‘I don’t see the point of coming here.’
‘I’ve got nothing to talk about.’
‘Seems a waste of time and money to me.’
Words from an ambivalent client? No, words from trainee counsellors questioning the value of personal counselling. … I find it hard to believe that a human being when presented with the opportunity of discussing ‘the world, the universe and everything’ cannot find something useful to gain from the experience. Such an attitude suggests arrogance, a lack of insight, little creativity and a rather parochial approach to life.
I have experienced a range of therapies over the last thirty years and each experience has enriched my therapeutic practice as well as my life. For example, I am surprised at the number of counsellors who seem thrown by the idea that a client may become attached to them.
I have had supervisees ask me whether they should refer the client on simply because the client has declared or hinted at a fondness for the counsellor. Albert Ellis, the founder of Rational Emotive Behaviour Therapy, uses examples of such client behaviour as reason for not offering warmth in the therapeutic relationship.

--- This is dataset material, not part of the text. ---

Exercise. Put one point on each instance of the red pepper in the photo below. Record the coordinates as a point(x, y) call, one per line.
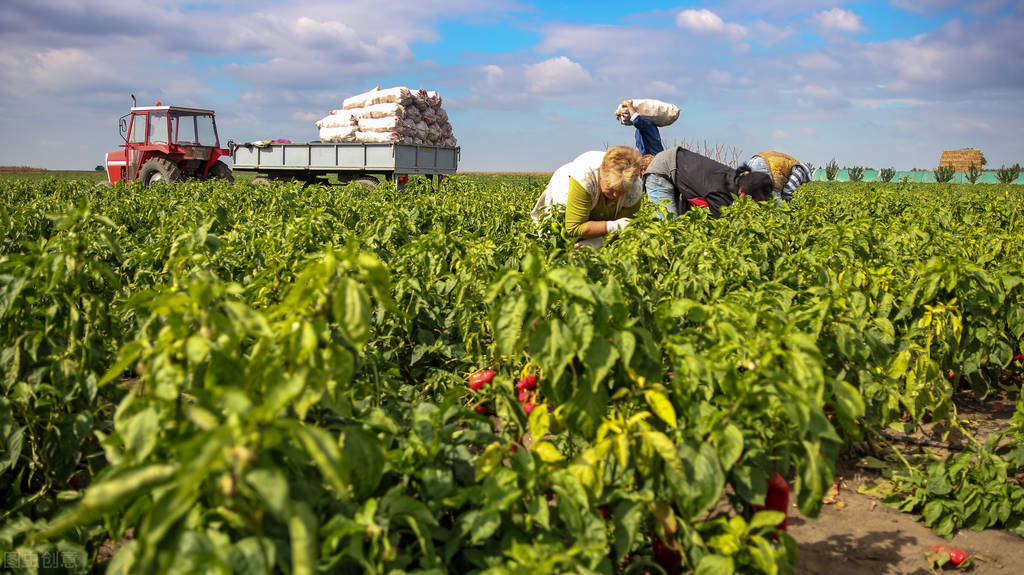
point(777, 498)
point(956, 556)
point(481, 378)
point(528, 383)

Surely client dependency and attachment are simply part of the therapeutic process? Such feelings are not to be exploited or used as a way of feeding the counsellor’s fragile ego but they cannot be ignored if they exist. When such a circumstance as occurred with one of my clients I believe I have been able to handle the situation both professionally and with care.
Professionally, because I have understood the appropriate ethical and boundary issues. With care, because I offered to the best of my ability a non-judgemental environment where the client could feel accepted yet clear about the boundaries of our relationship. I could only imagine referring such a client on in the most extreme circumstances where, in consultation with my counselling supervisor, it seemed that unhealthy, obsessional, stalking-type behaviour was likely to develop and continuation in therapy was contra-indicated.